The prevalence of chronic liver disease in our cohort was 2.3%, which is within the range (2–11%) reported in recent data from other cohorts (45–48). Previous studies showed that those with chronic liver disease are more likely to have more adverse outcomes and mortality when compared to those without (49–52). In our study, however, the presence of chronic liver disease was not significantly associated with disease progression and mortality, which may be due in part to the overall low numbers of patients with these disease entities. Another possible explanation may be that the severity of chronic liver disease in our patients is generally mild, with no patient having cirrhosis. Indeed, the term “chronic liver disease” constitutes a spectrum of patients with varying prognosis ranging from chronic hepatitis, cirrhosis, decompensated cirrhosis to acute-on-chronic liver failure that may differentially affect outcomes (53).

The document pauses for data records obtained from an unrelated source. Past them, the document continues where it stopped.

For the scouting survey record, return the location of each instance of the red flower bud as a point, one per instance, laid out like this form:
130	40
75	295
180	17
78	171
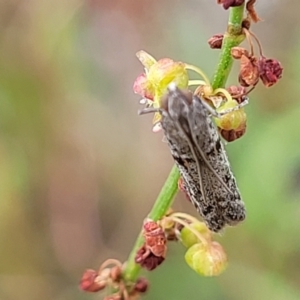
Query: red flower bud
270	70
91	281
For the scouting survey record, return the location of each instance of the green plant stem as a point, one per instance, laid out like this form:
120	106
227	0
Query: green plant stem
233	37
159	209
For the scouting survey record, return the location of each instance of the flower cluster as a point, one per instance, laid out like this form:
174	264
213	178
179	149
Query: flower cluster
109	277
203	255
152	85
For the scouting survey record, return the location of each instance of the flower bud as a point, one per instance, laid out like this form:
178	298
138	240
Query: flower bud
188	238
238	52
249	71
231	120
141	285
207	260
142	87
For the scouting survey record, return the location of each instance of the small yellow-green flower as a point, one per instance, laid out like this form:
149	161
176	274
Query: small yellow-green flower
207	259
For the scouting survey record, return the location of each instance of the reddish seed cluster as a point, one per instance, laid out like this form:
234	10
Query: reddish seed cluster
153	252
111	277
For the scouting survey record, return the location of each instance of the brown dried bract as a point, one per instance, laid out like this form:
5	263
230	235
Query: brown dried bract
237	92
230	3
232	135
92	281
216	41
238	52
251	11
270	71
141	285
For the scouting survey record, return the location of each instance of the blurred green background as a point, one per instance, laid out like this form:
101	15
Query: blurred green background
79	170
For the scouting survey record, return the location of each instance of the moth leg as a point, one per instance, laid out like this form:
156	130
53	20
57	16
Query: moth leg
195	157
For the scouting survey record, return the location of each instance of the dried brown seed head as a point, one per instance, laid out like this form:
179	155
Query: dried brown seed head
270	71
230	3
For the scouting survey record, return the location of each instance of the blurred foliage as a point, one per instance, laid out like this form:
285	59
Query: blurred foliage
80	170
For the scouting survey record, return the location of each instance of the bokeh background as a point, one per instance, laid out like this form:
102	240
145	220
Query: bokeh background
79	169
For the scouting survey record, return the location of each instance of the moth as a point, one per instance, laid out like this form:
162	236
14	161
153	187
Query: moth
200	156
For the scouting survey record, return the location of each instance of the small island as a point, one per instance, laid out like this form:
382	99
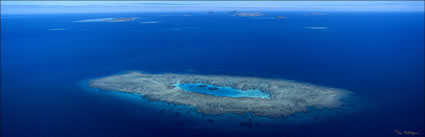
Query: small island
217	95
243	14
122	19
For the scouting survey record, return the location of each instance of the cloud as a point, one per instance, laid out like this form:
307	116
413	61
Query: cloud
21	7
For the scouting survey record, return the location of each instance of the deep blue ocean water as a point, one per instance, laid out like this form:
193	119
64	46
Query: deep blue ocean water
379	56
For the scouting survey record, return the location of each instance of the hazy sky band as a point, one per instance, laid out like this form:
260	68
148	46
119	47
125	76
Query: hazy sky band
34	7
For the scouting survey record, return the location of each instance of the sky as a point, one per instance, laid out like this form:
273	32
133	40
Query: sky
51	7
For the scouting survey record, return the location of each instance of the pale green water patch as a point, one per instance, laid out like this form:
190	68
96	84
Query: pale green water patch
223	91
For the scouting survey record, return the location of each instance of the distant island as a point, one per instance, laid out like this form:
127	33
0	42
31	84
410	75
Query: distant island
108	20
216	95
235	13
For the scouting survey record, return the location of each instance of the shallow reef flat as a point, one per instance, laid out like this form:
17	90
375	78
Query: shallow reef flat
285	97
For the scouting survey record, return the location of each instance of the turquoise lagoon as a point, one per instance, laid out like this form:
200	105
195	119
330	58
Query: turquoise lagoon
223	91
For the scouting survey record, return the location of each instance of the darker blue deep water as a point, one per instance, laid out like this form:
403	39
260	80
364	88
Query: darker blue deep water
378	56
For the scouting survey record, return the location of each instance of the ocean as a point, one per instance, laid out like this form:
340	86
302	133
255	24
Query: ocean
47	59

Our study has several limitations. First, the single-center nature may limit its representativeness. However, quality control was ensured because all the diagnostic and therapeutic algorithms were uniform. Second, potential bias in the selection of samples is inherent to its retrospective design. Nevertheless, we included all consecutive patients with confirmed COVID-19 admitted to the hospital, which minimizes the risk of selection bias. Third, although multivariate regression analyses were conducted to adjust for potential confounders, our findings may be biased due to unidentified confounding. Fourth, liver biochemistries and other important laboratory markers were not assessed daily on every patient because this was not required for clinical decision making. Fifth, our study patients represent an exclusively inpatient population. Therefore, this information may not be generalizable to outpatients. Sixth, this is an observational study. Thus, the association should not be regarded as causal effect. Seventh, alcohol abuse and hepatotoxic drug intake prior to development of COVID-19 have not been considered. Finally, with only a few cases of incompletely characterized chronic liver disease in this cohort, we cannot draw conclusions about hepatic impairment and other outcomes for those patients.

In conclusion, abnormal liver function was common and associated with adverse clinical outcomes in COVID-19 patients. Thus, clinicians should keep close monitoring of liver biochemistries and cautiously use appropriate medications with least hepatotoxicity in such patients. Due to the nature of such retrospective study, these results should be interpreted with caution and are needed to be confirmed in future large prospective studies.

Data Availability Statement

The raw data supporting the conclusions of this article will be made available by the authors, without undue reservation.

Ethics Statement

The studies involving human participants were reviewed and approved by National Health Commission of China and the institutional review board at Huoshenshan Hospital. Written informed consent for participation was not required for this study in accordance with the national legislation and the institutional requirements.

Author Contributions

Study concept and design: YL and HX, acquisition of data: YL, XZ, YW, JZ, CM, XF, YM, YZ, LY, GH, and HX, analysis and interpretation of data, drafting of the manuscript, and statistical analysis: YL, critical revision of the manuscript for important intellectual content: HX and GH. All authors contributed to the article and approved the submitted version.

Conflict of Interest

The authors declare that the research was conducted in the absence of any commercial or financial relationships that could be construed as a potential conflict of interest.